What with all the cops who have been implicated in killings over the past few years, it must be hard to be a good cop. I have never doubted that they are out there — even as there are cities with horrible histories of police brutality, such as Cleveland or Baltimore, there are cities who firmly believe in treating the community respectfully. Richmond, California comes to mind.
But being a cop in those cities must be made immeasurably harder by those responsible for the deaths of Freddie Gray, and Eric Garner, and Tamir Rice, just to name three of the African-American men and boys killed senselessly. You can add the suspicious death of Sandra Bland to that list.
But I am currently thinking about those good cops right now because of the shooting in Chattanooga.
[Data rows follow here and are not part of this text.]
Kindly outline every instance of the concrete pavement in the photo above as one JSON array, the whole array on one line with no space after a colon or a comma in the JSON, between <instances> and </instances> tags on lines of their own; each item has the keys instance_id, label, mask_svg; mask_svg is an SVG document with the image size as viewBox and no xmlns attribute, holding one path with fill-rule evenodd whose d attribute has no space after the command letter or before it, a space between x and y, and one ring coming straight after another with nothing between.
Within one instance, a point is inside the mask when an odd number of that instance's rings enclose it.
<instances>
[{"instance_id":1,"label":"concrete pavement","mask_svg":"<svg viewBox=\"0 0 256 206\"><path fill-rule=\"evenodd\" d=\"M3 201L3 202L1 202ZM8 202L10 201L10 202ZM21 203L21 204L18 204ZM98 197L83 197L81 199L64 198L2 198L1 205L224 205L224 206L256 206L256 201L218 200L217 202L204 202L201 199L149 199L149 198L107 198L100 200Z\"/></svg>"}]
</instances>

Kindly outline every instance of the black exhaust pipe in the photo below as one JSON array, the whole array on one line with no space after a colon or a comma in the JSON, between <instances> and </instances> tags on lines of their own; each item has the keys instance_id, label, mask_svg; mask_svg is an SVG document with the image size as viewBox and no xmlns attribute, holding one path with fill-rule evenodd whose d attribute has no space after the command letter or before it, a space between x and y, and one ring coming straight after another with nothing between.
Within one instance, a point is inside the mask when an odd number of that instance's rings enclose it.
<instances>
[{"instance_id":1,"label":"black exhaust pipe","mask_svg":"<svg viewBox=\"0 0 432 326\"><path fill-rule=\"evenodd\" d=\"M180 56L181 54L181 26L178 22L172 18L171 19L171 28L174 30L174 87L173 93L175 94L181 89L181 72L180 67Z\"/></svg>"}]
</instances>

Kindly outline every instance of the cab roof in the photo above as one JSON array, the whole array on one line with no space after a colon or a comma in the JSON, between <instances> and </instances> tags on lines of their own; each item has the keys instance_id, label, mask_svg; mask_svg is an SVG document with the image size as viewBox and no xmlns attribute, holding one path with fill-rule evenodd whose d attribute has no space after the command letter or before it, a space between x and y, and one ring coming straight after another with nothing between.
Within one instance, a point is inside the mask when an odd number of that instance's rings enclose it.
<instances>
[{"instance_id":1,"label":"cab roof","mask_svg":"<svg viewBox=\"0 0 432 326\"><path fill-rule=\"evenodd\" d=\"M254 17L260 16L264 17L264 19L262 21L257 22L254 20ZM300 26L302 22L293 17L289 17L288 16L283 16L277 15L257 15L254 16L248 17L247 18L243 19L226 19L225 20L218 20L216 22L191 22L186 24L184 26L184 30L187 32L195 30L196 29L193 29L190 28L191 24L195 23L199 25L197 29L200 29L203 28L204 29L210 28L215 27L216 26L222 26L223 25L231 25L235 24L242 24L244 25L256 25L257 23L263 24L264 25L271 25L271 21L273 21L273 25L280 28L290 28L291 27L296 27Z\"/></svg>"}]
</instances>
Recent news reports state that his family was worried about his depression, and that he wrote in his diaries of wanting to kill himself.
Given that and the Germanwings pilot earlier this year who committed murder-suicide, I can just hear the the discussions now about how people who are depressed or suicidal pose a danger to everyone about them.
I am sure that there are those now who will think twice about being friends with people suffering from depression; employers who would not hire anyone with such a history. It’s illegal, of course, but what’s the law — especially if you know that it is unlikely that you would ever be caught — against what you think is personal safety? The fact that most people who are depressed (even most men) are a danger to no one but themselves — and, depending upon their circumstances, maybe not even that — might weigh very little. It’s why most people cannot talk about their disability at work. It’s why I am now going to take one of my two publications off my resume.
It should be unnecessary for me to say it but the truth is that most people who commit violent crimes are not mentally ill. Dylann Roof, for example: driven by a evil ideology, he gunned down nine people in a house of worship. In the ensuing debate about his mental health, I lost a friend. In this case, it was my choice not to remain friends with someone who insisted that “anyone who commits murder must be mentally ill” and who refused to see how so many people take that statement and reverse it.
A doctor I saw recently told me how brave I was to be open about my disorder. Funny but I never felt brave. I felt driven, and committed. I knew that I had lost people who had decided being friends with someone like me was too much trouble, or too scary. I decided it was worth it to be honest, and to hopefully be a counterweight to all the news stories about violent mentally ill people. I told the doctor in question that I looked for inspiration to the generation of gay men and lesbians who had come out of the closet and eased the stigma of being gay. Maybe, by coming down from the attic, I could help do the same.
I have felt resolute.
Right now, though, I feel worried. And I tell myself that I am overreacting, that, the Chattanooga shooter notwithstanding, things are getting better.
I tell myself that, but I don’t think I believe it.
Edited to add: Almost like they read my mind, Cracked.com published a very perceptive article on bipolar disorder from a woman who suffers from it.